Znalazłem coś: http://poradnia.pwn.pl/lista.php?id=9743


----------



## dreamlike

U mnie jest nadal bardzo popularne, kirahvi. Może Twoja znajoma mówiła o "przypale"? 

Mieć lipę, u rodziców na przykład, znaczy tyle co nie móc wychodzić z domu, czyli innymi słowy mieć szlaban, bo zrobiło się coś złego. Nie mam pojęcia jaka może być etymologia tego wyrażenia. Drzewo przychodzi na myśl, ale cóż ono może mieć tutaj wspólnego ze znaczeniem tego wyrażenia? Jak to w przypadku slangu czasem się zdarza, pochodzenie będzie trudno ustalić.

*EDIT:* A jednak nie tak trudno


----------



## LilianaB

I have never heard any of these expressions, but I do not live in Poland. (the question was if people had heard it)


----------



## dreamlike

And it's no wonder, Liliana, these expressions are very popular with the youth of today, but I can hardly conceive of any grown-up using them - unless he/she wants to sound like a youngster, which happens every now and then (and which is hilarious, by the way)


----------



## LilianaB

I am glad Dreamlike, you have your own vocabulary. There are some expressions in English that are only used by teenagers, I guess,  but I can't think about any right now. Although, I cannot think about the reason why a grown-up living in Poland could not use this expression. It does not sound very childish.


----------



## Thomas1

Jeśli chodzi o mnie, to najczęściej spotykam się z określeniem 'ale lipa(!)', które może oznaczać albo np. oszustwo, przekręt albo coś tandetnego, niewypał. Postać 'mieć lipę' jest dla mnie nowa, ale nie dziwi mnie (być może gdzieś ją już kiedyś słyszałem). Częściej słyszę 'mieć przypał' w tym samym znaczeniu. 
Co do pochodzenia, to zastanawiam się czy fakt, że lipina nie jest najlepszej jakości jeśli chodzi o twardość, nie przyczynił się do uznania czegoś kiepskiego za lipę (takie miałem zawsze skojarzenie).


----------



## dreamlike

@Liliana - Yes, we young people, use very specific language these days (which could've also held true for the youth that has had its day), but, excuse me stating the obvious, only when talking to each other. And it's not always the case, sometimes we speak decent Polish, deprived of slang expressions - there's no rule for that. I try to use as little slang expressions as possible, but sometimes it's very helpful in expressing your thoughts accurately.

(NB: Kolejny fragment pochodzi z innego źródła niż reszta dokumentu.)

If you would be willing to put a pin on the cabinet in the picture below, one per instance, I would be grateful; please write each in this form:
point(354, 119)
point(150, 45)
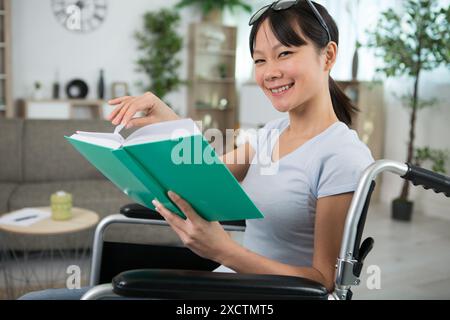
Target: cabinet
point(64, 109)
point(6, 106)
point(212, 96)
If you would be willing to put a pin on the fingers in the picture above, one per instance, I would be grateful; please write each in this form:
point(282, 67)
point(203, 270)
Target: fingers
point(170, 217)
point(137, 105)
point(184, 207)
point(117, 101)
point(119, 118)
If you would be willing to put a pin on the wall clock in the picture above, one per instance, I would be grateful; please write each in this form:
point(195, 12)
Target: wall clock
point(80, 15)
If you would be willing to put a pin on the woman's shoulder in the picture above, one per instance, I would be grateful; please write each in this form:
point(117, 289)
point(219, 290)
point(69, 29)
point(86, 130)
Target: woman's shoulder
point(343, 146)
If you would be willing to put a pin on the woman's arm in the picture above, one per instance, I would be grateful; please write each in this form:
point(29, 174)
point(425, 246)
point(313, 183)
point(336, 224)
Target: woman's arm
point(238, 161)
point(330, 221)
point(209, 240)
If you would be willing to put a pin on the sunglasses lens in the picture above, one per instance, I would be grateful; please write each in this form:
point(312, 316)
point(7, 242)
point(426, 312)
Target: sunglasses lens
point(283, 5)
point(258, 14)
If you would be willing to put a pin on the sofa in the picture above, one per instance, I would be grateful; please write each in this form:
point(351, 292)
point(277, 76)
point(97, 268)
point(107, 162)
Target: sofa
point(36, 161)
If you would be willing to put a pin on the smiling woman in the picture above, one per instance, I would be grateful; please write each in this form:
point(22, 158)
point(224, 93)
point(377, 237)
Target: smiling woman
point(319, 160)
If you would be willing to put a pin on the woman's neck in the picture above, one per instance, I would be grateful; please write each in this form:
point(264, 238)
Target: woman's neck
point(313, 117)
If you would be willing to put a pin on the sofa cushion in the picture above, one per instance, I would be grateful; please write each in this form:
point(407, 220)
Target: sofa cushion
point(49, 157)
point(6, 189)
point(100, 196)
point(10, 150)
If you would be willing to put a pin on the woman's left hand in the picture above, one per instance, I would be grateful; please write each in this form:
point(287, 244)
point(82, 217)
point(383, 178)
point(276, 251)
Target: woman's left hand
point(207, 239)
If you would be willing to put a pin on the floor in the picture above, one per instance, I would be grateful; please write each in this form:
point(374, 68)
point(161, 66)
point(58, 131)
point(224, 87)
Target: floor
point(413, 259)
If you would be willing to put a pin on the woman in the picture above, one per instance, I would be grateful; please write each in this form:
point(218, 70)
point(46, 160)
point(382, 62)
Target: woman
point(294, 46)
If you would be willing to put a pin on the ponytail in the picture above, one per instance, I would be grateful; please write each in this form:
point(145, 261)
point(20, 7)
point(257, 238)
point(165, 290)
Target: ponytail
point(342, 105)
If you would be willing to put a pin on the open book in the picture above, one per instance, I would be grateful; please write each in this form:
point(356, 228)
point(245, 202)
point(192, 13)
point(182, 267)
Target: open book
point(167, 156)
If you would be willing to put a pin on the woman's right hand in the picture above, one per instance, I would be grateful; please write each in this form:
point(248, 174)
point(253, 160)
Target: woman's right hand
point(153, 108)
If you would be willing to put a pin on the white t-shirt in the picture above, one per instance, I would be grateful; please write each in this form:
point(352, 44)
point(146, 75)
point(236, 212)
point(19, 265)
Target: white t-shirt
point(287, 191)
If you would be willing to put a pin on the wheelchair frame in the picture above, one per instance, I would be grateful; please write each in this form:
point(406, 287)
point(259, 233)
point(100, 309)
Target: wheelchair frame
point(351, 258)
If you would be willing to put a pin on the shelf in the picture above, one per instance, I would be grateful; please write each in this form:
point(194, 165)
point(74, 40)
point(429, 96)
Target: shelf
point(212, 53)
point(71, 101)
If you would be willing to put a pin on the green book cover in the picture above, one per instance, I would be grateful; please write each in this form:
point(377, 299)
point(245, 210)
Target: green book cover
point(150, 162)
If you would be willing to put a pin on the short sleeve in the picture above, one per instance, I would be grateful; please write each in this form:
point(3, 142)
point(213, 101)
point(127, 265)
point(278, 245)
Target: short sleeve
point(341, 172)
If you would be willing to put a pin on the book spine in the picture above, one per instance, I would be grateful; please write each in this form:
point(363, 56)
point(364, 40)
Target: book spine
point(147, 179)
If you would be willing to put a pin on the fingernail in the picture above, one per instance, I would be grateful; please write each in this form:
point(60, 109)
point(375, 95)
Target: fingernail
point(172, 194)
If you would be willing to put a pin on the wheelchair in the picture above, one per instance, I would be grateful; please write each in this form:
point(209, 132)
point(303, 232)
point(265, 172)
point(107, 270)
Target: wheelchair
point(136, 271)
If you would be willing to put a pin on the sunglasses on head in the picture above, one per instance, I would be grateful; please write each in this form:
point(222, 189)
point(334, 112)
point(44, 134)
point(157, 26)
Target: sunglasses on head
point(286, 4)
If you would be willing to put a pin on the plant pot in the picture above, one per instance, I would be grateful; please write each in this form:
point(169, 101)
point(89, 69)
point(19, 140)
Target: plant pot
point(214, 16)
point(402, 210)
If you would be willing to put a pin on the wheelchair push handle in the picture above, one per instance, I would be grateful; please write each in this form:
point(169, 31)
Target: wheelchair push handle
point(428, 179)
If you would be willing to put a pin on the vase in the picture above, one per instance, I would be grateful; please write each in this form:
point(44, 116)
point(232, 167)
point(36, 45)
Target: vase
point(214, 16)
point(355, 65)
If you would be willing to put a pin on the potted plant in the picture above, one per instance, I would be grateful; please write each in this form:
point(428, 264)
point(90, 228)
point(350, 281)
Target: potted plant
point(160, 45)
point(411, 42)
point(212, 9)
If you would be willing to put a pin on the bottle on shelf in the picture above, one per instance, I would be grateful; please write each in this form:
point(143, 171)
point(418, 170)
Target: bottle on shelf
point(101, 86)
point(56, 87)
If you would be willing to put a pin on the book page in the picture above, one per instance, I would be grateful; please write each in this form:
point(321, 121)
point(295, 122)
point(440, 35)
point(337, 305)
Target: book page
point(163, 131)
point(109, 140)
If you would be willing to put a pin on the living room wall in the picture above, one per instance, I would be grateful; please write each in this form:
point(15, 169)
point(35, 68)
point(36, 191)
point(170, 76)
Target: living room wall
point(41, 46)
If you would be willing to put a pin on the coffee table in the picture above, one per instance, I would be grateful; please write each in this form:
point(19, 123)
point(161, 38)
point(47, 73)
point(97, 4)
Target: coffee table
point(26, 269)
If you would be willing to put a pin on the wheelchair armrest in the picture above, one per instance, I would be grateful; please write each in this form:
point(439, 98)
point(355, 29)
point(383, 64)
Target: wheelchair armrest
point(137, 211)
point(183, 284)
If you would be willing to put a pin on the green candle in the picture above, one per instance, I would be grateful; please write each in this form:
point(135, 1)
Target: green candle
point(61, 203)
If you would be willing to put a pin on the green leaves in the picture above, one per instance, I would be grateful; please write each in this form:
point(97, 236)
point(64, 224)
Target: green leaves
point(413, 40)
point(207, 6)
point(438, 158)
point(159, 45)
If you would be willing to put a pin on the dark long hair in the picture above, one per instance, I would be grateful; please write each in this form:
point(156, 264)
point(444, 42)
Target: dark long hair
point(282, 22)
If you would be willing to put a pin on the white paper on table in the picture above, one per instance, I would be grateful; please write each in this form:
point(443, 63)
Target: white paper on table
point(24, 217)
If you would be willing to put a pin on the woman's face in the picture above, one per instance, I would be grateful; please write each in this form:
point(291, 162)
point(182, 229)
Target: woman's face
point(289, 76)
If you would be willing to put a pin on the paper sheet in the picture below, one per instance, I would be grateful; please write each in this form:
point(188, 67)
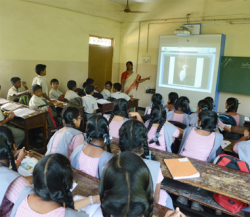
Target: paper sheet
point(91, 209)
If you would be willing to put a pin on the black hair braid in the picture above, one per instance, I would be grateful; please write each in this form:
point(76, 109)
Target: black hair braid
point(11, 157)
point(150, 124)
point(68, 199)
point(111, 118)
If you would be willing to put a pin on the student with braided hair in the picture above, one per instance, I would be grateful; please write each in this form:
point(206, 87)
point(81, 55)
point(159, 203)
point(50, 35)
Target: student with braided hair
point(201, 143)
point(180, 114)
point(65, 140)
point(12, 184)
point(204, 105)
point(118, 117)
point(132, 137)
point(126, 189)
point(53, 179)
point(160, 131)
point(172, 100)
point(155, 100)
point(91, 157)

"Mieć lipę, lipa, przypał" etc. would sound funny coming from the mouth of a grown-up, but maybe it's just my impression. I sometimes hear adults using "our" language and it gives me a good laugh.


----------



## LilianaB

Yes I know the expression in this sense, Thomas, lipa as something worthless or fake. I knew the etymology at one time, but I cannot remember it now.  It is definitely related to the tree, somehow. I will try to find it.


----------



## NotNow

LilianaB said:


> There are some expressions in English that are only used by teenagers, I guess,  but I can't think about any right now.



The word _dude_ is a good example.


----------



## majlo

Dla mnie "Ale lipa" oznacza coś niekorzystnego i ma dość szerokie zastosowanie. Na przykład:

W kinie, po wyjściu z "Muppetów": "Ale lipa!"
W klasie, dowiedziawszy się o konieczności napisania sprawdzianu: "Ale lipa!"

Takich przykładów mógłbym podawać setki, tysiące...

Interestingly enough, the original meaning of this expression is '_a lie_'.

"Przypał" for me is a situation in which you are caught red-handed doing something which you're not supposed to be doing, for example cheating in an exam.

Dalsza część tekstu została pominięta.